Research Area: Peer-to-peer computing
Status: Finished Degree: Phd
Directors: Students:
Proposed start date: 2013-03-01 Proposed end date: 2017-01-17
Digital version

With the ever increasing Internet traffic, peer-to-peer (P2P) content distribution has emerged as an alternative to the traditional client-server model, especially with the recent bandwidth soar on the edges of the Internet. Data centers with limited bandwidth budget can benefit from the upload speed of the clients interested in the same content to improve the overall Quality of Service (QoS). This can be done by introducing a P2P protocol, BitTorrent for instance, when the load on a certain content becomes high.

The main challenge is to decide when is the best time to switch from the classic distribution protocol (HTTP) to BitTorrent, for each requested file. In fact, it is commonly assumed that BitTorrent is only efficient with big files and large sets of users, and that client-server protocols (including HTTP) perform better in the distribution of small files. However, to the best of our knowledge, there is no concrete analytic analysis of the transition point in efficiency between BitTorrent and HTTP. Our first contribution consists in the investigation of this transition point and the proposal of an algorithm that provides a simple switching strategy based on the QoS requirements of the system.

As a result from the introduction of BitTorrent, the data center will be faced with the challenge of managing its resources among clients that can be using different download protocols (HTTP and BitTorrent). To this extent, we calculate the amount of data center bandwidth needed to ensure a given ratio between the download times in HTTP and BitTorrent and propose a bandwidth allocation algorithm that decides the most suitable protocol for each case and provides the corresponding bandwidth allocations at the swarm level.

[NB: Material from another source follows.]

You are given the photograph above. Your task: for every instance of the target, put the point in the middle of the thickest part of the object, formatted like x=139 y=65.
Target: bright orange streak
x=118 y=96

Nevertheless, the benefits that can be derived from the introduction of BitTorrent are tied with the number of simultaneous download requests of the same content. This number can be very limited in comparison with the number of separate download requests related to different files.To increase the contribution of the clients and benefit from the resources of peers involved in separate downloads, it is possible to make clients from different swarms cooperate with their spare bandwidth. We propose cross-swarm bundling to mitigate the problem of lack of simultaneous download requests. Cross-swarm bundling is the process of merging two swarms together into a single one. We prove that this technique can have a positive effect on the Quality of Experience (QoE), and present a methodology to implement bundling in data centers based on graph matching techniques.

All our proposals are evaluated using a trace of a Personal Cloud (Ubuntu One), and the results show that BitTorrent is can improve the performance of these systems when the cloud’s available outgoing bandwidth is limited.